Миша сгреб-таки ее в охапку, закружил и весело заорал:
— Дура! Своего счастья не понимаешь. Сейчас такую новость узнаешь! Угадай, что я тебе привез со свинофермы в подарок!
— Что же это ты мне привез? Умираю от любопытства. Курицу бройлерную, наверное?
— Господи! И это говорит человек со средним образованием. Курицу со свинофермы. Свиную печенку! Ставь скорее сковородку на плиту, сейчас поджарим.
— Сам ты свиная печенка! — Досадуя, что клюнула на такую дешевую приманку, Валентина от поцелуя ускользнула. — И не кричи, пожалуйста, на весь дом, человека разбудишь! — Глазами указала на комнату.
Пискунов, недоумевая, приоткрыл дверь — оттуда доносились вздохи глубокие и страстные, как из коровника.
— У нас тут тоже новость, — сообщила Валентина иронически и стала пританцовывать на одном месте, что означало, что на душе у нее неспокойно, муторно. — Приехала тетя Мура. И не надо делать безумные глаза. Телеграмму давал?
— Какая еще тетя Мура? Первый раз слышу.
— Не надо оправданий. Тетке, между прочим, обо мне не нашел нужным ничего сказать. Что я должна, по-твоему, чувствовать?.
— Да нет у меня никакой родственницы! Я в детдоме вырос.
Остаток ночи провели в прихожей на деревянном сундучке. Пискунов не выспался, встал злой, как черт. Думал поработать с утра, специально из командировки удрал пораньше, и вот тебе сюрприз!
Плеснув на лицо холодной водой из-под крана, бросил раздраженно:
— Ну, где эта мадам, все дрыхнет? Подъем! Возьми половник и по сковороде, погромче…

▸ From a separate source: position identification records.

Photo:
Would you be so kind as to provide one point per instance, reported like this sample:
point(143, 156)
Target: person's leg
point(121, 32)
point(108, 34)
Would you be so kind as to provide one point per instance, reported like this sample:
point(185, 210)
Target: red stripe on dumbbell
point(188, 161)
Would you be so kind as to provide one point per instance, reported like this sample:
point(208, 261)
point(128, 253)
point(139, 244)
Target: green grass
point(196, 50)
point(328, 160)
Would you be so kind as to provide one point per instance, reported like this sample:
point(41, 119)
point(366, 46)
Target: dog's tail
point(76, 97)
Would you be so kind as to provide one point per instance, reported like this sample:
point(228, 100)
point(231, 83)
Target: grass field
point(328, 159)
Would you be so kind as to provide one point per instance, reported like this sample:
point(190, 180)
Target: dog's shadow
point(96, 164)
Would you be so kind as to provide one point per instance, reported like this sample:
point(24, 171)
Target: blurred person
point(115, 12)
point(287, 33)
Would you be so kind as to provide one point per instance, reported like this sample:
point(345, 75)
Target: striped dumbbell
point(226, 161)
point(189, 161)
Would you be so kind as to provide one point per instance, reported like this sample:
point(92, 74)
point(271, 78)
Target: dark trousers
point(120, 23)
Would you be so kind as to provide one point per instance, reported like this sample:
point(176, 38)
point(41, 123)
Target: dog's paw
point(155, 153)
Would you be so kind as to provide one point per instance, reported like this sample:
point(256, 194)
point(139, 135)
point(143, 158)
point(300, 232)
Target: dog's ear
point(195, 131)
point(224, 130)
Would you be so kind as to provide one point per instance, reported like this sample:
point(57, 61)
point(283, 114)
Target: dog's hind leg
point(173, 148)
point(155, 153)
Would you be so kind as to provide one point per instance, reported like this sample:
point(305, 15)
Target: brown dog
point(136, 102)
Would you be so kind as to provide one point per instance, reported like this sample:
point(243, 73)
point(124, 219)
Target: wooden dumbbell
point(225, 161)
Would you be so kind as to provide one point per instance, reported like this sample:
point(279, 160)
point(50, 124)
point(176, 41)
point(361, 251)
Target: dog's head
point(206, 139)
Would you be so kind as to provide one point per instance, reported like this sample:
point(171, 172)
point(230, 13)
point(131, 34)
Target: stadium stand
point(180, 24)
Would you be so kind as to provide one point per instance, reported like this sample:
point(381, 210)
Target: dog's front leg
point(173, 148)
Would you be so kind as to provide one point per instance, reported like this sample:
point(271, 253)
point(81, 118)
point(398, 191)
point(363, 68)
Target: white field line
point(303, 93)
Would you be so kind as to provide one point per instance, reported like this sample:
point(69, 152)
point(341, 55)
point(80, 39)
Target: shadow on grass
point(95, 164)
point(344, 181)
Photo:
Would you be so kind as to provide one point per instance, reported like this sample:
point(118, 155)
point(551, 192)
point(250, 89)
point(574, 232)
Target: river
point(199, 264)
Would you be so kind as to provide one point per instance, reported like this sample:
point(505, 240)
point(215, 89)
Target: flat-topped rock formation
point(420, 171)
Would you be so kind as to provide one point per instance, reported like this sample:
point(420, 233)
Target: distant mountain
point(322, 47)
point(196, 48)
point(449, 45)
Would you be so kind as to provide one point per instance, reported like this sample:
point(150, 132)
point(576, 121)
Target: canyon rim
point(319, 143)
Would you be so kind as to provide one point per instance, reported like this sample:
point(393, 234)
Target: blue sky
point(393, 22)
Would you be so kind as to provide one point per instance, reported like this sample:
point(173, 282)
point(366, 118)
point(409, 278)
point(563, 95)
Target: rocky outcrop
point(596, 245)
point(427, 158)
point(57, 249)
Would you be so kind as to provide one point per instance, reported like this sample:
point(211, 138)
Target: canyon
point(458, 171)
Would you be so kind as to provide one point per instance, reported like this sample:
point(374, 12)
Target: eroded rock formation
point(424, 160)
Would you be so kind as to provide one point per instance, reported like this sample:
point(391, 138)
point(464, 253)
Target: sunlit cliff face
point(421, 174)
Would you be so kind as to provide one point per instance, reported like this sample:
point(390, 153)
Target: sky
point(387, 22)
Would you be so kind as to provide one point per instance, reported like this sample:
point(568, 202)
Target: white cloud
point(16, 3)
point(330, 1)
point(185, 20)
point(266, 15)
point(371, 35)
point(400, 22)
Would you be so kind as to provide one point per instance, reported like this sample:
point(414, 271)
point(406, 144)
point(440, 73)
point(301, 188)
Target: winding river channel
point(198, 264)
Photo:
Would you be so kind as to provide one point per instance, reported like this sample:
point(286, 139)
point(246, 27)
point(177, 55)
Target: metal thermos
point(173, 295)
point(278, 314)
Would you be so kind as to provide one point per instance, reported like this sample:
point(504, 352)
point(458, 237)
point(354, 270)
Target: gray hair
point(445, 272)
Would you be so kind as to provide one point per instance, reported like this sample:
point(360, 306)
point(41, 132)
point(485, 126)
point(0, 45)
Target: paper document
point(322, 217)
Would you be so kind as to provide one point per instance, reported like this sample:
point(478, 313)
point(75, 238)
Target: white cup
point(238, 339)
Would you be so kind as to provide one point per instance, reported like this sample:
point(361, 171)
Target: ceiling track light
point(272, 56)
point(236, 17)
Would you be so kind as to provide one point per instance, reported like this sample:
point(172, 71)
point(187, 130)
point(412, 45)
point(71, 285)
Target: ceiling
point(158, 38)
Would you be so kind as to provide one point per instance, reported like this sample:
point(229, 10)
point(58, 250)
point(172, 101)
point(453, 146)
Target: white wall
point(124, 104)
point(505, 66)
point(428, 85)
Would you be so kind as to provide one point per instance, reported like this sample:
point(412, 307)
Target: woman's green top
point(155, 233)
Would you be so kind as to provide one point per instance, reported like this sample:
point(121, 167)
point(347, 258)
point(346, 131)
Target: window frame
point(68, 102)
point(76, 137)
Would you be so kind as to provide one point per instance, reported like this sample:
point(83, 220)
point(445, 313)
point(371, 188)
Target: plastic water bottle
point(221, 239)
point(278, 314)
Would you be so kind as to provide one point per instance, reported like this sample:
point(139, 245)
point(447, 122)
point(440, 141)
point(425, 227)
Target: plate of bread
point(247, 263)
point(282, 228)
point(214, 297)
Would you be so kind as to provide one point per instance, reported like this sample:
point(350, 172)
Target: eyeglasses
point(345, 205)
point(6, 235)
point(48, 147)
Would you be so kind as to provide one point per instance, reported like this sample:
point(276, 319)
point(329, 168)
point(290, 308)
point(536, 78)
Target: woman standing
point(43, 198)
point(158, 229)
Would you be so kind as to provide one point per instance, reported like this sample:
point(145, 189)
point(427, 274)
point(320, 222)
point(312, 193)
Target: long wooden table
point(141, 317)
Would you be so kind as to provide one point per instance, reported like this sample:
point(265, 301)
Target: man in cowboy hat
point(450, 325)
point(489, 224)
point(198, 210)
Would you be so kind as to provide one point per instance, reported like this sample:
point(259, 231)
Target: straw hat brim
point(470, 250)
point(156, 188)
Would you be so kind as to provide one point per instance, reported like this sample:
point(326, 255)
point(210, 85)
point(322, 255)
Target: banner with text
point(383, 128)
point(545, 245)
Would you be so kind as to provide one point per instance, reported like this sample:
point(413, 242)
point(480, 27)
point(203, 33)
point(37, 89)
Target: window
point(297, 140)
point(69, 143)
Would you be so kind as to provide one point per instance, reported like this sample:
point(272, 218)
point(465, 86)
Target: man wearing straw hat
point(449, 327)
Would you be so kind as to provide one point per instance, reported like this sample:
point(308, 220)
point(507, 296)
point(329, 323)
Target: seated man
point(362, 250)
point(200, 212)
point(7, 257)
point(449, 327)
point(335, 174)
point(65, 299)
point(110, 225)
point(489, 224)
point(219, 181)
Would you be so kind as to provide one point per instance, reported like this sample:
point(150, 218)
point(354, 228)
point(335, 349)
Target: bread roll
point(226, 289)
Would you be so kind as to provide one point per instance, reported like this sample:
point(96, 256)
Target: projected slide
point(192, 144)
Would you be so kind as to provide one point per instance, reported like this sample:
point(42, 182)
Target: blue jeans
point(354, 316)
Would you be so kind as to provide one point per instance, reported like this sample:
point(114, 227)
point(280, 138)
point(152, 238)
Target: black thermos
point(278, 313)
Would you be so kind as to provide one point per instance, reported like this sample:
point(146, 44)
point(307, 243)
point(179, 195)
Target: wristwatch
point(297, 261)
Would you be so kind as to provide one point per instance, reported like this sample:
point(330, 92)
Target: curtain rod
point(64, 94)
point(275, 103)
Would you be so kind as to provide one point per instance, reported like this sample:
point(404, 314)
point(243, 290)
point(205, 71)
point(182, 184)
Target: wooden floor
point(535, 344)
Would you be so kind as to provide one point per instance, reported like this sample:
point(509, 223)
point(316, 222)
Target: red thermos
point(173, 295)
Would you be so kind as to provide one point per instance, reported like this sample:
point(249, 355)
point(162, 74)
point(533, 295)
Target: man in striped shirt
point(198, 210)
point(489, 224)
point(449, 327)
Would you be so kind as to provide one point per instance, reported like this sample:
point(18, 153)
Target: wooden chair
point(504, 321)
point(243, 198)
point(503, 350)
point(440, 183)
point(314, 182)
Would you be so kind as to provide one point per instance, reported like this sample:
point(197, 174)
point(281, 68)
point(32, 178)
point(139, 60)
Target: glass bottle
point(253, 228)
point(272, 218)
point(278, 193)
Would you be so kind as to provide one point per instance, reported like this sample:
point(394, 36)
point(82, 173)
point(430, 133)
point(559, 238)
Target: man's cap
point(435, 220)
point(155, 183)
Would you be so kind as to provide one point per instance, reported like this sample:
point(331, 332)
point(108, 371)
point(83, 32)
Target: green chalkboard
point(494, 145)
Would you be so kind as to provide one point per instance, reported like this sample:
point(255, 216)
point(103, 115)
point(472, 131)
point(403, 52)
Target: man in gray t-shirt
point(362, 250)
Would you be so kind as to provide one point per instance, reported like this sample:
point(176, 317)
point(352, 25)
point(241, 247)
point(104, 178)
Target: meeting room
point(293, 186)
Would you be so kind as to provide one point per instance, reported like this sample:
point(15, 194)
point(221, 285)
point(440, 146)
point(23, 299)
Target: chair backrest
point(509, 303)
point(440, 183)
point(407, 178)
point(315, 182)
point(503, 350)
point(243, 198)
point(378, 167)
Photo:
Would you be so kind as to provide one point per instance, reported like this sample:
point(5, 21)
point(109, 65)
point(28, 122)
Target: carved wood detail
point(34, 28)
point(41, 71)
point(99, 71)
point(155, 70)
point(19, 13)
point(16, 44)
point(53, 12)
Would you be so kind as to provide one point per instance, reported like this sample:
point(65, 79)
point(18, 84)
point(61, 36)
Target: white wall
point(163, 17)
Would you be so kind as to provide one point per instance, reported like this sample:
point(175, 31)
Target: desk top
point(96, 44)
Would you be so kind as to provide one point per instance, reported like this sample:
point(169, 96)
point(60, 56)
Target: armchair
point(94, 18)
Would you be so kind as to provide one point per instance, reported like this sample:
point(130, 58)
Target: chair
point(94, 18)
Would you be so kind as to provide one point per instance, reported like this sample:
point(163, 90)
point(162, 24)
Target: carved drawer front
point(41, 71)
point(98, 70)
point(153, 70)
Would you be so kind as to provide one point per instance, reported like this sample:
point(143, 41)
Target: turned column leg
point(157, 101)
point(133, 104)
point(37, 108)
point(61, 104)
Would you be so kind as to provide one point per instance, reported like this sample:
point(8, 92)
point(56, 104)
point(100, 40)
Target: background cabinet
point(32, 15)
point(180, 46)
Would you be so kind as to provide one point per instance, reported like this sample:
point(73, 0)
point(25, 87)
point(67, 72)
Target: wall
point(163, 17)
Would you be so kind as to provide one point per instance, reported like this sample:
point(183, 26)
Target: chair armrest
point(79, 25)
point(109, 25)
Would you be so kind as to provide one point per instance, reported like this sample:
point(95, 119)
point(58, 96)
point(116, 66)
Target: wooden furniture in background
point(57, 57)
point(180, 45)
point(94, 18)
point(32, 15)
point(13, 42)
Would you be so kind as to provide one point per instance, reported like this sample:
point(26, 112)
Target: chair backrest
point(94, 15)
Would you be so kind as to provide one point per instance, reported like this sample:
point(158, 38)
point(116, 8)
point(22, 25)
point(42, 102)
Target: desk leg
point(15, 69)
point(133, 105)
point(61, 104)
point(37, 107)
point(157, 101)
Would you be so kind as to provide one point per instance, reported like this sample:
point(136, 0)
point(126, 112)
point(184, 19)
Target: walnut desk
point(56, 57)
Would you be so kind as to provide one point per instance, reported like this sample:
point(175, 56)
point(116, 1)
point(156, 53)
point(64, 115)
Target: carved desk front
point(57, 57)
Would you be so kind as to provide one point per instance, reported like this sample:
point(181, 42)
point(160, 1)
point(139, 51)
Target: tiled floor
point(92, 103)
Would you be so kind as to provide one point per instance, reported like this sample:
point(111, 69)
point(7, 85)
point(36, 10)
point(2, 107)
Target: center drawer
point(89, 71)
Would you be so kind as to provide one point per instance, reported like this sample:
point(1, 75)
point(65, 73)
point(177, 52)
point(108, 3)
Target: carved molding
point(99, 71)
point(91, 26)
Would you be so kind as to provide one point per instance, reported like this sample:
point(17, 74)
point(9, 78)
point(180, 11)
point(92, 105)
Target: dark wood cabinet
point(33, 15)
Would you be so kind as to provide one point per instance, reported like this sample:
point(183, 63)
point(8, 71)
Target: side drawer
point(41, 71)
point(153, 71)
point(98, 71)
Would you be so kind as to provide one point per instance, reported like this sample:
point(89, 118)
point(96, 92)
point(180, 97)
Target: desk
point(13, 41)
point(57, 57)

Валя, по характеру более сдержанная, сказала с укоризной:
— Постыдился бы! Пожилой человек, родственница как-никак, и не притворяйся. Впрочем, на тебя похоже. Ты никогда не отличался высокой культурой поведения. Одни слова и обещания. Все писатели вруны!
Пискунов нервно рассмеялся: ничего себе логика! А Валентина продолжала ледяным тоном:
— Многое мне становится ясным. Особенно теперь, на этом фоне.
— Что — ясно? — Пискунов закипал. Стукнуть бы ее чем-нибудь.
— Можешь радоваться, уезжаю к маме. Теперь ты свободен. Все, все, все! Целуйся со своей тетей ненаглядной. Можешь пойти с ней в загс и расписаться. Представляю, какая пара. Слон и моська!
В самый разгар выяснения отношений включилась как бы новая фонограмма: раскатисто запели пружины, исполняя туш. Затем послышалась сладкая, во весь рот зевота с подвыванием, запахло синтетикой, дезодорантом, и наконец возникло само долгожданное видение: тетя Мура явилась во всей своей красе — свежая, выспавшаяся, в утреннем розовом пеньюаре с кружевными оборочками, сочная, пышущая здоровьем и избытком физических сил кустодиевская купчиха, будто прямо с портрета!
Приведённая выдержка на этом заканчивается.